In Lüttich ist bereits damit begonnen worden, Kranke in andere Landesteile oder sogar ins Ausland zu bringen. Besonders in Frankreich spitzt sich die Lage derzeit aber ebenfalls dramatisch zu. Und auch innerbelgische Verlegungen sind auf Dauer vielleicht keine Lösung. In Flandern sieht es zwar im Moment besser aus. Aber Di Rupo geht davon aus, dass es nur eine Frage von Tagen ist, bis im Norden des Landes die Situation ebenfalls außer Kontrolle gerät.
Zu weiteren Maßnahmen äußerte sich der Ministerpräsident nicht konkret. Es werde aber natürlich darüber beraten, die Einschränkungen weiter auszudehnen. Einen zweiten kompletten Lockdown wie im Frühjahr, als die Geschäfte schließen und alle zu Hause bleiben mussten, schloss Di Rupa aber nach wie vor. „Es gibt die Gesundheitslage, aber auch weitere Befindlichkeiten wie die soziale, wirtschaftliche und mentale Lage der Bevölkerung. Wir wollen, dass sich die Gesundheitslage verbessert, während es grundsätzlich weiterhin möglich ist, sich frei zu bewegen.“
Peter Esser
Eben lief ein Bericht in den halbstündlichen Regionalnachrichten auf WDR 2, wonach im Raum Aachen die Kliniken so gut wie leer sind: Im Uniklinikum werden 8 Covid-Patienten behandelt, im Heinsberger Krankenhaus zwei (beide auf Normalstation).

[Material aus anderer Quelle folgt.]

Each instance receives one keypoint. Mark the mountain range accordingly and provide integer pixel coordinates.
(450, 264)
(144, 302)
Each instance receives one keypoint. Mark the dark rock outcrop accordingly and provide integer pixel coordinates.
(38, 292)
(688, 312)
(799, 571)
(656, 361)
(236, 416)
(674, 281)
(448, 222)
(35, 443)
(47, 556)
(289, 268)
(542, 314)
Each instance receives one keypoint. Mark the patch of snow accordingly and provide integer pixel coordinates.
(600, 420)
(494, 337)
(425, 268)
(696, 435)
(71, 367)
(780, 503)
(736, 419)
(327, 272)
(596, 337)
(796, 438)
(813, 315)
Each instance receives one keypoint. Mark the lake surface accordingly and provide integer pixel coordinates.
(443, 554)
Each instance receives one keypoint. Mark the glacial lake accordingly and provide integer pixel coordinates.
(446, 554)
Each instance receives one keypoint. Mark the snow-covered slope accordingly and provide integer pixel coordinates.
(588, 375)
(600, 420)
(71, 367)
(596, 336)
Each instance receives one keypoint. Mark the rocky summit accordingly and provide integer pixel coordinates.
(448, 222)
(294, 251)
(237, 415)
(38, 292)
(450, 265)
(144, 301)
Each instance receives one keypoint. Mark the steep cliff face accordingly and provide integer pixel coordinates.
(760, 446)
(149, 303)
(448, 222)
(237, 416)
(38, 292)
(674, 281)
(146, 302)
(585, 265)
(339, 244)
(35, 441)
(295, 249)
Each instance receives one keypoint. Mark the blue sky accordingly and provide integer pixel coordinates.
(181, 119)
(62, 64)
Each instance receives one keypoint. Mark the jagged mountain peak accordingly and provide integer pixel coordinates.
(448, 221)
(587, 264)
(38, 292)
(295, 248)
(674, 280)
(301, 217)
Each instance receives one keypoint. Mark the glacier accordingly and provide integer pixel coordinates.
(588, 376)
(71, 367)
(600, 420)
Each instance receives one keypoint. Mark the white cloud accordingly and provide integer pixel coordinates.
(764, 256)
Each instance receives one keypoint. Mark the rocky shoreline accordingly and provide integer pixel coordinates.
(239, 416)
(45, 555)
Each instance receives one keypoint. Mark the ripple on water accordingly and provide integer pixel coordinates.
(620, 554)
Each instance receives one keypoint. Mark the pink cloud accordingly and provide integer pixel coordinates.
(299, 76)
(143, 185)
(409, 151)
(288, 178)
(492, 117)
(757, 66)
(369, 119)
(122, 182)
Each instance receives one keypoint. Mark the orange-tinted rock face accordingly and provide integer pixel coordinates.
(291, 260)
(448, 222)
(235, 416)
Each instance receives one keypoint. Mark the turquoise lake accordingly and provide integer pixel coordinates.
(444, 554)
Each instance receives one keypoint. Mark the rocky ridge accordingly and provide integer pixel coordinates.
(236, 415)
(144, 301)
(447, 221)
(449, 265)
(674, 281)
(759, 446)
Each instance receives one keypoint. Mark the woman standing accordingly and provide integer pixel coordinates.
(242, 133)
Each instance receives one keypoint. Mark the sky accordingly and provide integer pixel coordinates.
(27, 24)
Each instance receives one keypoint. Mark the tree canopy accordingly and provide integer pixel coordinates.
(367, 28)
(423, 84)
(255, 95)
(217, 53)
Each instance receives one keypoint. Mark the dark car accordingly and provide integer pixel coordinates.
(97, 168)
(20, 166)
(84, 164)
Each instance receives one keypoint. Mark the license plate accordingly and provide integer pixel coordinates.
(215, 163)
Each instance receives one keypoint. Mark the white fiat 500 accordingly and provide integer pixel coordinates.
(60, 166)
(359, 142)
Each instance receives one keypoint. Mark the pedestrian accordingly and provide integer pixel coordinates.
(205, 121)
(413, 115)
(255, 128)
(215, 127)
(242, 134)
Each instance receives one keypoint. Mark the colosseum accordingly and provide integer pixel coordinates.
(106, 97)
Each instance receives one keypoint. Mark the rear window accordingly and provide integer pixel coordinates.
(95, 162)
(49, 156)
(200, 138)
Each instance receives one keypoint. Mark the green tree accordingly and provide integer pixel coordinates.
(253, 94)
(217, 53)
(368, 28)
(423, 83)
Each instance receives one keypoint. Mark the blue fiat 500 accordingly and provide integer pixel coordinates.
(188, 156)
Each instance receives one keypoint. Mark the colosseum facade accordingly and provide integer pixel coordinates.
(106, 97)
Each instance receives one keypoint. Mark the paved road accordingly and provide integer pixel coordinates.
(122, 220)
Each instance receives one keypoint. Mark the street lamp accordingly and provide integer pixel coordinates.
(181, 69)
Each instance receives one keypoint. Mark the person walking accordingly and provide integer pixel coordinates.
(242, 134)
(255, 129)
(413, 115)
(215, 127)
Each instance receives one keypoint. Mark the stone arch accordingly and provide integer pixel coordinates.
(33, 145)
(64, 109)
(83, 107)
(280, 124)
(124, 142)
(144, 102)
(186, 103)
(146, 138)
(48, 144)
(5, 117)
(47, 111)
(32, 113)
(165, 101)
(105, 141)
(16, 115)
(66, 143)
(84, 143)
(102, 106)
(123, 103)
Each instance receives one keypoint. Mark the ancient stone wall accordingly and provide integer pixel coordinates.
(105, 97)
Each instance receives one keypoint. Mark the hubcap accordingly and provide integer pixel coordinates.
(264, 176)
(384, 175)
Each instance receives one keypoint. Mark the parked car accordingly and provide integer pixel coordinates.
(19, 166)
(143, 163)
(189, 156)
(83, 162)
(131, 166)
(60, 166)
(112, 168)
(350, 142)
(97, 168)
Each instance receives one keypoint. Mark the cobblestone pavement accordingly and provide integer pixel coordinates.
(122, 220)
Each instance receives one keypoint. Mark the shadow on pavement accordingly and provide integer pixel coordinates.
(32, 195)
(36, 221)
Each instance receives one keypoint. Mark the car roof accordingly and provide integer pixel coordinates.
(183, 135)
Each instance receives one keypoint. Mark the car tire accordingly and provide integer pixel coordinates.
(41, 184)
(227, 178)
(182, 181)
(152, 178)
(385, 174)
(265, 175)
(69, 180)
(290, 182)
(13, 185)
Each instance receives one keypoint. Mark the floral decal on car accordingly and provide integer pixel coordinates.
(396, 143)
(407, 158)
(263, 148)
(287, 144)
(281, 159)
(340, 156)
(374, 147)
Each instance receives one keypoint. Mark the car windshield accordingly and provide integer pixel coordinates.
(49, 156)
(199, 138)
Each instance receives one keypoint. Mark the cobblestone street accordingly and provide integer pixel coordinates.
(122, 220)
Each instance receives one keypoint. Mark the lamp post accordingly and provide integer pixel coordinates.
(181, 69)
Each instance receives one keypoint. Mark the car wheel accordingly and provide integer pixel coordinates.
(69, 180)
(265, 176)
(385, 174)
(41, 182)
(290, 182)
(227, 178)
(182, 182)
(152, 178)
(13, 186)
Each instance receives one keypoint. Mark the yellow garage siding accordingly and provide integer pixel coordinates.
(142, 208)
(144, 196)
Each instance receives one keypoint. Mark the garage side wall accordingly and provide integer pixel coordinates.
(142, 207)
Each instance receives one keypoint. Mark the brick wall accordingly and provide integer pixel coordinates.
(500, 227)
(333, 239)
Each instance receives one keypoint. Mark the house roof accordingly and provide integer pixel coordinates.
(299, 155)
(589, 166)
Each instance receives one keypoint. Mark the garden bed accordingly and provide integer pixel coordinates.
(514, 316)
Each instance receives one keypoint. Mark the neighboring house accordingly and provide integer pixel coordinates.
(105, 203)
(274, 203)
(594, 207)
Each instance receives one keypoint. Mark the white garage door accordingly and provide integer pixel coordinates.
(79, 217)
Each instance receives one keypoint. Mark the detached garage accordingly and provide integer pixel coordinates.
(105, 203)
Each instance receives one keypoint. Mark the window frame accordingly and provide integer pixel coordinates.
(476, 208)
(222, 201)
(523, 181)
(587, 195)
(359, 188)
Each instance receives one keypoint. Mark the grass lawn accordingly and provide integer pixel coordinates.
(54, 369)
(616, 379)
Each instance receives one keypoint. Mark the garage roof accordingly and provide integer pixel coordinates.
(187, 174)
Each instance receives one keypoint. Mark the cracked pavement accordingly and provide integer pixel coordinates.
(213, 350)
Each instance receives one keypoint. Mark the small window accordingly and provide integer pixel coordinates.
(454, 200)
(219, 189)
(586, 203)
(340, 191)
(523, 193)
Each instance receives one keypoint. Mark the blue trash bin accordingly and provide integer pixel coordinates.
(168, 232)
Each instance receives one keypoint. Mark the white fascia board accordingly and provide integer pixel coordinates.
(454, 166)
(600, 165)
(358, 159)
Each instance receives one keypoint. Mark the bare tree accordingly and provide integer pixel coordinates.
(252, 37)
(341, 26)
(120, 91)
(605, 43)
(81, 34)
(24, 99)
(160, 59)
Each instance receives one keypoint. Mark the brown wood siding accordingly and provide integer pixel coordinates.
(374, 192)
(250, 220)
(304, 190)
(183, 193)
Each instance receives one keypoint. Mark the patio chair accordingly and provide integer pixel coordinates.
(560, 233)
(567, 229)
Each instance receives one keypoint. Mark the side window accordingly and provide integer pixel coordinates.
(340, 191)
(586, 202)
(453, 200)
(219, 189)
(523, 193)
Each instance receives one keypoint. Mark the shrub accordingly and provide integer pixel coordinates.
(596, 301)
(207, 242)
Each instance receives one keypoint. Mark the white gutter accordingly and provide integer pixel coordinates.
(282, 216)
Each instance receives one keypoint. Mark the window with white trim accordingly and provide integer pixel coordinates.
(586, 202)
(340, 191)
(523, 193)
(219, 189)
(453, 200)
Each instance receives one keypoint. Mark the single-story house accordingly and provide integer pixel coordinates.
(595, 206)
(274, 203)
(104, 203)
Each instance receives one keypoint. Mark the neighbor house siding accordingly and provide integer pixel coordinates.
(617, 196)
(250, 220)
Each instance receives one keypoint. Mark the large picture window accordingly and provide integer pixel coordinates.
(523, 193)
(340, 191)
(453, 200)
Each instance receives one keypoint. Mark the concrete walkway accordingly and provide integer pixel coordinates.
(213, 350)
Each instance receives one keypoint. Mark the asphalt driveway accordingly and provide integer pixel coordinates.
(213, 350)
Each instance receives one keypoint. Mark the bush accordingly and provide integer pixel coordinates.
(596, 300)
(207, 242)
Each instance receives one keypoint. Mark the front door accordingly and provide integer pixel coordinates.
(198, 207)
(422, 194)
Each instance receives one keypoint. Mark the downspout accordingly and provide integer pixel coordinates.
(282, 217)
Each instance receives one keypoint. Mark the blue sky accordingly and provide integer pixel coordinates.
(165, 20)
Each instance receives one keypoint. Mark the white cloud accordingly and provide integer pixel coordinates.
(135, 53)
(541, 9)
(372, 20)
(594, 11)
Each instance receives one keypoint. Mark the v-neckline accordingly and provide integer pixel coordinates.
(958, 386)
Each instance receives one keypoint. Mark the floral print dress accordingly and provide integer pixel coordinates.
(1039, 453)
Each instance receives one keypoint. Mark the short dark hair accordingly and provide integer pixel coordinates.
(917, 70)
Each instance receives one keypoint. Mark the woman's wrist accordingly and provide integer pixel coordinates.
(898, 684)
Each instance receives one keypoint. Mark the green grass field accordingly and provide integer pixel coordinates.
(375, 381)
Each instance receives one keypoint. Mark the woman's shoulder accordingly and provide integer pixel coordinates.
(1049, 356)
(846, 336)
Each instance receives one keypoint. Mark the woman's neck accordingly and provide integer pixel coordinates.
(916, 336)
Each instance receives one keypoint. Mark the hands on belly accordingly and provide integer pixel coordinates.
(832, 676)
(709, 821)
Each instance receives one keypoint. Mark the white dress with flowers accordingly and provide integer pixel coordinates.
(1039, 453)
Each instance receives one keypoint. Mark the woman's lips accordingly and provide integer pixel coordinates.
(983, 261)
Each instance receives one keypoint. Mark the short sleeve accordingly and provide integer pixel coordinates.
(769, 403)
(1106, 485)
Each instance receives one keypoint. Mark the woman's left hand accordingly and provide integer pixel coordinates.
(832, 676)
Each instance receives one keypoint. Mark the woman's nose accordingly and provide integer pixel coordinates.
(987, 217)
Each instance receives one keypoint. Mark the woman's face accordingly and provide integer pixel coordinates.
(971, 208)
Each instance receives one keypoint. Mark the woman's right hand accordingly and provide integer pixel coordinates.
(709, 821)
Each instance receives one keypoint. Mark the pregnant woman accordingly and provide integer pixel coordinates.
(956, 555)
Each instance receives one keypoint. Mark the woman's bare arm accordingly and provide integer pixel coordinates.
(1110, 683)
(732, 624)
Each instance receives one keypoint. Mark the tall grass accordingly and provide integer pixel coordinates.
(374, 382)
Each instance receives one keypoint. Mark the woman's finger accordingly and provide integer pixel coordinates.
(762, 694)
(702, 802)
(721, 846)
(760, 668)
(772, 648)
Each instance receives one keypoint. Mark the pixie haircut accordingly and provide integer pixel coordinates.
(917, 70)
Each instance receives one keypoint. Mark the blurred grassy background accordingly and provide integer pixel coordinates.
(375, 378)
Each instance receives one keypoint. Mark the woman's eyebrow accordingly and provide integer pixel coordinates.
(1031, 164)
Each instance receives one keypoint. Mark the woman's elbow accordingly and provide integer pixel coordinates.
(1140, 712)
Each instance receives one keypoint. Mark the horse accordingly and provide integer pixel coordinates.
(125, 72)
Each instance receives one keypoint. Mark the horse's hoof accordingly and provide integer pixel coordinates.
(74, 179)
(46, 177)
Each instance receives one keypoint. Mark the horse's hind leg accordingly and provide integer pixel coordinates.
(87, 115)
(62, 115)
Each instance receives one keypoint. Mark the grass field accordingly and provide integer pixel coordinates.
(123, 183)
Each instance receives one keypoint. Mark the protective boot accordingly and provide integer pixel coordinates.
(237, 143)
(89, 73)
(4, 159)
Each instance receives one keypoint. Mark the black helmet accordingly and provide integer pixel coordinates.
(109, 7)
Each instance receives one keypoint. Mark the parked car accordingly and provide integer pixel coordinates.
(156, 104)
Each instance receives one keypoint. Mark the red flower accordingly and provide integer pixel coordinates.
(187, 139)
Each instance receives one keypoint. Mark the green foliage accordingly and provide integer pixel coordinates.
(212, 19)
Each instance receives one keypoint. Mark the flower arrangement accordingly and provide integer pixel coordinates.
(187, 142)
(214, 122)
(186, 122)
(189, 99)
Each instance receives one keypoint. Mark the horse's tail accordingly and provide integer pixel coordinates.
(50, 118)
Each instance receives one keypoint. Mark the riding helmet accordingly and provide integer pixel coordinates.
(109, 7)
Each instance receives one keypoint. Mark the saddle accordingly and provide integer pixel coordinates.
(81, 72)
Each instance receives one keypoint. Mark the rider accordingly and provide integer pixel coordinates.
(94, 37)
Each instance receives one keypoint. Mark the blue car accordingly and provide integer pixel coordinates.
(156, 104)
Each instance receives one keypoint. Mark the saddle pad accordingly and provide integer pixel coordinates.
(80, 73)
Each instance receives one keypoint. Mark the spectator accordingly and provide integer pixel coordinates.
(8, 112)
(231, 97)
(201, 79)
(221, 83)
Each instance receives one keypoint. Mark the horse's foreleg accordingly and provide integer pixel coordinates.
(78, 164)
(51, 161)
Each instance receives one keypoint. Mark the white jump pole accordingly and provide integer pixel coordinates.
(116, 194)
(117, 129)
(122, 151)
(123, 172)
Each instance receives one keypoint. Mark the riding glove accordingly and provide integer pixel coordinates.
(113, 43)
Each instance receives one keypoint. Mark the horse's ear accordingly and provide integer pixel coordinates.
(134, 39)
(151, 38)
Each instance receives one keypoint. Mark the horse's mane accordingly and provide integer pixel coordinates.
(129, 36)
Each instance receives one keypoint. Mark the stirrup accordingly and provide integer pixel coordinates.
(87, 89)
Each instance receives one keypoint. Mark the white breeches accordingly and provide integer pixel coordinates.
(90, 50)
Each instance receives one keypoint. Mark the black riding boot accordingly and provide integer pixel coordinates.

Bei uns in Belgien droht dagegen in zwei Wochen der Kollaps, wenn die Kurve nicht abgeflacht wird.
Wenn die epidemologische Situation sich weiter verschärft können Sie nur hoffen, dass die deutschen Bundesländer einen Teil ihrer freien Kapazitäten belgischen Patienten zur Verfügung stellt.
Wenn ich mir die Lage hier ansehe:
An Covid erkranktes Ärzte- und Pflegepersonal muss weiter arbeiten, da ansonsten die Versorgung zusammenbrechen könnte, überforderte Politiker allerorten (siehe Bürgermeister Demeyer aus Lüttich, da sich darüber beklagt einen Streit über Infrastruktur mit Fedasil zu führen und die Armee bittet ihm eine Feldhospital aufzubauen). Der Lütticher Bürgermeister sollte sich mal lieber Fragen, warum er von Juni bis August seine Hausaufgaben nicht gemacht hat und keine Eventualpläne in der Schublade liegen hat. Denn sonst hat die Armee bald nur noch einen Auftrag, jeden Tag hunderte Leichensärge zu den Krematorien zu fahren, wie in Norditalien im April.
Ende der Durchsage.
"An Covid erkranktes Ärzte- und Pflegepersonal muss weiter arbeiten, da ansonsten die Versorgung zusammenbrechen könnte..."
Das lese ich jetzt zum zweiten Mal.
Ich habe diesbezüglich zwei Fragen:
1. Stimmt das?
2. Wenn es wahr sein sollte, dürfen jene Ärzte und Pflegekräfte Kontakt zu nicht positiv getesteten Personen haben?
Ich kann es mir kaum vorstellen, dass ein normaler Bürger nach einem positiven Test in Quarantäne muss, und positiv getestete Ärzte sowie das Pflegepersonal dürfen Angehörige von Risikogruppen behandeln bzw. pflegen, bei denen kein positives Testergebnis vorliegt.
Sorry, aber unter solchen Voraussetzungen kann man ja gar nicht mehr ohne Angst vor einer Infektion zum Facharzt oder ins Krankenhaus.
@ Herr Jusczyk
Es gab gestern in der ARD einen Beitrag, unter dem Namen „belgische Kliniken am Limit“, wo dieser Punkt angesprochen wurde. Es gibt dazu auch einen entsprechenden TV Beitrag, am besten einfach mal anschauen.